Highgate’s Highpoint has flats for many budgets
PUBLISHED: 18:54 28 November 2014 | UPDATED: 18:54 28 November 2014
The penguins at London Zoo may have spurned Lubetkin-designed living when they moved out of their renowned enclosure, but few design fanatics looking for a home in Highgate will pass up the opportunity to live in one of London’s most celebrated Modernist buildings.
Three apartments in Berthold Lubetkin’s 1930s Grade I-listed Highpoint development are currently up for sale, and with flats built to varying sizes and comfort-levels, there is something on offer for a range of budgets.
Built in 1935, Highpoint I is admired by architecture aficionados across the board, and even counted Le Corbusier as a fan.
The building was commissioned by industrialist Sigmund Gestetner, who ran an office supplies business and intended to house his staff there and was built with the help of renowned Danish engineer Ove Arup.
The least expensive flat on the market at the moment is a second-floor studio available through Benham & Reeves for £400,000.
At 265 sq ft the property is certainly compact but the interior has been imaginatively designed to make efficient use of the space.
A sleeping area is slotted into a separated space between the reception room and a self-contained kitchen – so breakfast in bed will never be difficult.
The compact shower room has been modernised into a sort of wet room, made possible because of the separate toilet.
Mark Sumray, director at Benham & Reeves Highgate says: “The flat’s tiny but what they’ve done with the space is amazing.
“The building is an architectural masterpiece and the studio is very cleverly designed in keeping with that.
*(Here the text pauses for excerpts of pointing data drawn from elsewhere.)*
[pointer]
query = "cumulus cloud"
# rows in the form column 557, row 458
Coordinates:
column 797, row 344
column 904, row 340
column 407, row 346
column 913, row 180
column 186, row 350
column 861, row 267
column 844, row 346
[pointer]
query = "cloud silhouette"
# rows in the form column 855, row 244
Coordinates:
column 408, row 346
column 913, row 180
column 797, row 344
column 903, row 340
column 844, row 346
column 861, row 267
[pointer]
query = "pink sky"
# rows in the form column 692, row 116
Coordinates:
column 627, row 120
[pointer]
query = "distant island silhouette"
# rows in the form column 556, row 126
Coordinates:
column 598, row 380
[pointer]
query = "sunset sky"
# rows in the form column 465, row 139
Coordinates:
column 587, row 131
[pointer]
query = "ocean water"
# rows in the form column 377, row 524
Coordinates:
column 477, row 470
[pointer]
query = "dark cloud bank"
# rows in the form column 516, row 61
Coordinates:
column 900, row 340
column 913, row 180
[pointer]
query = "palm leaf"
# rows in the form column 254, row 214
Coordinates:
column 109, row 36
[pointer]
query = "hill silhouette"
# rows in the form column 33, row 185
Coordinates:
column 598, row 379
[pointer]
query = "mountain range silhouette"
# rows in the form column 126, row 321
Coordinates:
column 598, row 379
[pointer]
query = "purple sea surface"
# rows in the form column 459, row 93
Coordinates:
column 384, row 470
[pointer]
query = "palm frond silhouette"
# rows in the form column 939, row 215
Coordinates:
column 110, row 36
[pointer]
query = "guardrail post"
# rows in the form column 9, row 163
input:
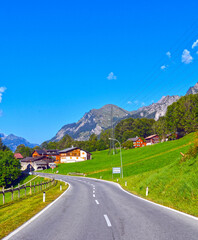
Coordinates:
column 30, row 188
column 43, row 196
column 12, row 193
column 25, row 189
column 18, row 191
column 146, row 191
column 3, row 196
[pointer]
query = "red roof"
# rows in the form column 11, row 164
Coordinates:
column 18, row 156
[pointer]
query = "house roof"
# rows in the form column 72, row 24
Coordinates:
column 133, row 139
column 40, row 151
column 18, row 156
column 71, row 149
column 152, row 136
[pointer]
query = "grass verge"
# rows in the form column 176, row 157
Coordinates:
column 15, row 214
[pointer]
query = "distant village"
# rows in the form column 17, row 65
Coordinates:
column 48, row 158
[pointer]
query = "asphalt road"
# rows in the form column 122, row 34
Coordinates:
column 98, row 210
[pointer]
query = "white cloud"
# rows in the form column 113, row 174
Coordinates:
column 186, row 57
column 195, row 44
column 163, row 67
column 111, row 76
column 2, row 90
column 168, row 54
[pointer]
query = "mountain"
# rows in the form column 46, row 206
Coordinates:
column 193, row 90
column 92, row 122
column 97, row 120
column 13, row 141
column 155, row 110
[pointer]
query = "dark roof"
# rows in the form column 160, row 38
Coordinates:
column 52, row 151
column 133, row 139
column 40, row 151
column 28, row 159
column 152, row 136
column 71, row 149
column 18, row 156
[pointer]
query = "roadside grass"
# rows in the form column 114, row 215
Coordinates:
column 171, row 182
column 8, row 195
column 14, row 214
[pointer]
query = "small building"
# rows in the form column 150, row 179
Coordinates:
column 137, row 142
column 153, row 139
column 74, row 154
column 18, row 156
column 30, row 164
column 39, row 153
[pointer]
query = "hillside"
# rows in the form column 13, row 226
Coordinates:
column 97, row 120
column 170, row 182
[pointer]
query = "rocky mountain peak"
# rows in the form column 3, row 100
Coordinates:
column 193, row 90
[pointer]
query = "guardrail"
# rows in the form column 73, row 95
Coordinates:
column 32, row 189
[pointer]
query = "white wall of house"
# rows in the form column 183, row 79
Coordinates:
column 70, row 159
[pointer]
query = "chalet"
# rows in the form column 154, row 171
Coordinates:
column 137, row 142
column 74, row 154
column 18, row 156
column 32, row 164
column 53, row 153
column 39, row 153
column 152, row 139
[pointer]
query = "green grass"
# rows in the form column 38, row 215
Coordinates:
column 171, row 182
column 16, row 213
column 25, row 179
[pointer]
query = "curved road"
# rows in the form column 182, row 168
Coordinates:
column 98, row 210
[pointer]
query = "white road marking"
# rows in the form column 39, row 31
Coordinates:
column 37, row 215
column 107, row 220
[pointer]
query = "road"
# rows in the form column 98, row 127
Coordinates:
column 99, row 210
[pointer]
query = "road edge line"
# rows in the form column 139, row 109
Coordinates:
column 36, row 216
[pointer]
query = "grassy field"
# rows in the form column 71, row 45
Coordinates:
column 26, row 179
column 171, row 182
column 15, row 214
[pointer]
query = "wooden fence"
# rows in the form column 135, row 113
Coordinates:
column 32, row 189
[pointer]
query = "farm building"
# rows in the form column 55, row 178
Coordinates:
column 137, row 142
column 74, row 154
column 152, row 139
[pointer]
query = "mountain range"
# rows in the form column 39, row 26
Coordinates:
column 13, row 141
column 97, row 120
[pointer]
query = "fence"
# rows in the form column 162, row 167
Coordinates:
column 9, row 194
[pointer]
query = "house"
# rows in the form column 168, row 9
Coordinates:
column 39, row 153
column 32, row 164
column 137, row 142
column 74, row 154
column 152, row 139
column 18, row 156
column 54, row 154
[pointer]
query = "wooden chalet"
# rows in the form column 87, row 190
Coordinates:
column 18, row 156
column 74, row 154
column 153, row 139
column 137, row 142
column 32, row 164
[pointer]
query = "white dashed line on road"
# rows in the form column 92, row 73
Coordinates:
column 96, row 201
column 107, row 220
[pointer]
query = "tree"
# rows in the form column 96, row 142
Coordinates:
column 9, row 168
column 24, row 151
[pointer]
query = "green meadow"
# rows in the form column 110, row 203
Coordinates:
column 171, row 182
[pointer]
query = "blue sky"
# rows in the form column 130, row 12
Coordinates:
column 59, row 59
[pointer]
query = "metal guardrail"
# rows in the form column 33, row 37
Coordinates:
column 42, row 186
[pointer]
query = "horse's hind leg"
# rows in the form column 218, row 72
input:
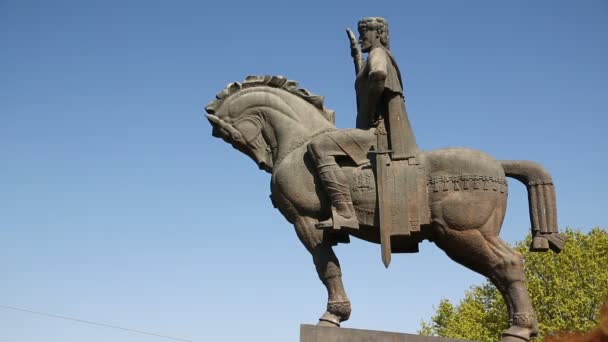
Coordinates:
column 482, row 251
column 328, row 269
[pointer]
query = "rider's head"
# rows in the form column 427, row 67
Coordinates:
column 377, row 25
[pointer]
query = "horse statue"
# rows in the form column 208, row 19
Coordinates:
column 271, row 119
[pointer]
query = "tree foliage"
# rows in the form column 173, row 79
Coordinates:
column 566, row 289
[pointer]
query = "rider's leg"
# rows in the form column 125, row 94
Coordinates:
column 323, row 150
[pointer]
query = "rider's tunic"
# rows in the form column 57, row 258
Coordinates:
column 390, row 114
column 390, row 117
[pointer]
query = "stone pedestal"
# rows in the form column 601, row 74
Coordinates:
column 313, row 333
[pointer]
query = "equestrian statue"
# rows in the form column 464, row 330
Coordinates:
column 374, row 183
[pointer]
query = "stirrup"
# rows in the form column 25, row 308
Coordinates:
column 337, row 221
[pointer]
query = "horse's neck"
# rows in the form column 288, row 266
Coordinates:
column 291, row 133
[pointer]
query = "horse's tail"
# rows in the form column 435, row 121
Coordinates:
column 541, row 200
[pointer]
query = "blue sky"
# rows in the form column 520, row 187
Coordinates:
column 117, row 205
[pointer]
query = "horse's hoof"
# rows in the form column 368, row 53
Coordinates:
column 329, row 320
column 516, row 334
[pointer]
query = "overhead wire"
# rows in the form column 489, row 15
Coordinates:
column 93, row 323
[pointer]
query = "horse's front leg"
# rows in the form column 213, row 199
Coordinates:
column 328, row 269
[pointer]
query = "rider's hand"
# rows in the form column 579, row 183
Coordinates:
column 355, row 49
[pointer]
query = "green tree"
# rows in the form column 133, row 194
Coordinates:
column 566, row 289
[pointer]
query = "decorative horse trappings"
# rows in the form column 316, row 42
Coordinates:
column 461, row 193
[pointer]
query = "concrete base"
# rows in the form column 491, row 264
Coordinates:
column 313, row 333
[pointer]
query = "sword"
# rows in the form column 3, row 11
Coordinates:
column 383, row 161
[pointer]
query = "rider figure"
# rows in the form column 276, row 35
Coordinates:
column 380, row 111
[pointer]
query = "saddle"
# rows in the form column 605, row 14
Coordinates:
column 404, row 198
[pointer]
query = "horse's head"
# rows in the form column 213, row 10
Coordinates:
column 254, row 115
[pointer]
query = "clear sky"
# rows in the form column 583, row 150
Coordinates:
column 117, row 206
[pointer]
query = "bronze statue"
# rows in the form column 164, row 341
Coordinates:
column 374, row 184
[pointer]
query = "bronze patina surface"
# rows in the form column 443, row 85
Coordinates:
column 374, row 183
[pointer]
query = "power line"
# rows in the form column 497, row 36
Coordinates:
column 93, row 323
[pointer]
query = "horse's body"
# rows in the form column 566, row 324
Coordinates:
column 272, row 121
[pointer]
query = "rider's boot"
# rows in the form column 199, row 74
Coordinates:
column 342, row 210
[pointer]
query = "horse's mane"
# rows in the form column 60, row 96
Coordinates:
column 279, row 82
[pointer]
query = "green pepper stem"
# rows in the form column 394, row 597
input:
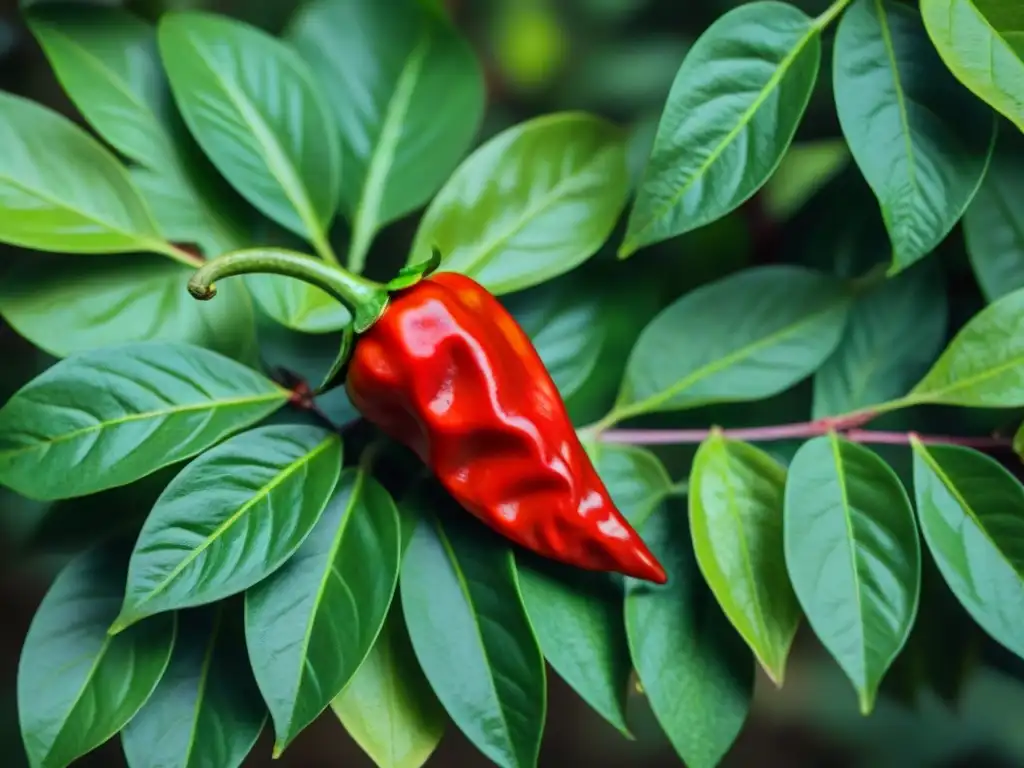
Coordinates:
column 365, row 298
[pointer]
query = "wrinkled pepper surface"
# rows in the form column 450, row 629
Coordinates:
column 449, row 373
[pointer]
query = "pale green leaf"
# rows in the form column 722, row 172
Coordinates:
column 743, row 337
column 67, row 304
column 397, row 61
column 972, row 515
column 310, row 625
column 77, row 686
column 921, row 139
column 251, row 103
column 695, row 671
column 853, row 556
column 982, row 43
column 471, row 635
column 983, row 367
column 388, row 707
column 732, row 112
column 108, row 62
column 893, row 335
column 207, row 710
column 61, row 190
column 993, row 225
column 230, row 518
column 735, row 499
column 110, row 417
column 530, row 204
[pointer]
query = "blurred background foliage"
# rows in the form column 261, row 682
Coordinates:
column 950, row 700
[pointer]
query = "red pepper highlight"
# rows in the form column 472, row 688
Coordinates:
column 449, row 373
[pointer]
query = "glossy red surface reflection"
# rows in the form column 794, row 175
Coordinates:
column 448, row 372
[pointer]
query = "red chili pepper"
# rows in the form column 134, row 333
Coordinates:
column 448, row 372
This is the best example I’ve seen of one of the studios.
“You’ve got an amazing pied-a-terre with landscaped gardens, two tennis courts and a heated swimming pool.”
Use of communal facilities like these certainly make smaller flats in the block a cut above similar properties elsewhere.
The building’s position also affords it spectacular views over the whole of London, which can be best appreciated from the higher floors.
A two-bedroom flat on the fourth floor, also available through Benham & Reeves for £950,000, makes the most of these with all round views.
This flat is more capacious at 890 sq ft and has a study, which could be converted into a third bedroom.
In true Modernist style, the layout is flexible, with walls constructed out of sliding doors between the master bedroom and de rigueur open plan reception/dining room.
Lubetkin himself lived in a spectacular penthouse in Highpoint I while he was working on Highpoint II, which was built next door in 1938.
The distinctive caryatids at the entrance were Lubetkin’s ironic response to complaints by locals that the modern buildings were out of place amongst the Georgian houses more typically seen in the area.
He left a small gap between their heads and the concrete canopy as the cantilevered engineering was held up without any additional support, although this has since been filled in due to its unsettling effect on passers-by.
Flats in this building were designed to be far more luxurious than the flats in Highpoint I and the building contains only 12 duplexes.
A four-bedroom flat on the first and second floors of the building is on sale for £1,399,000 through The Modern House.
There is direct lift access to the apartment and an original travertine staircase connects the lower floor to the upper, which has four bedrooms and two bathrooms.
In a piece of fortuitous timing, the lower floor was opened up before the building was listed so the partly open-plan reception-dining room is unique.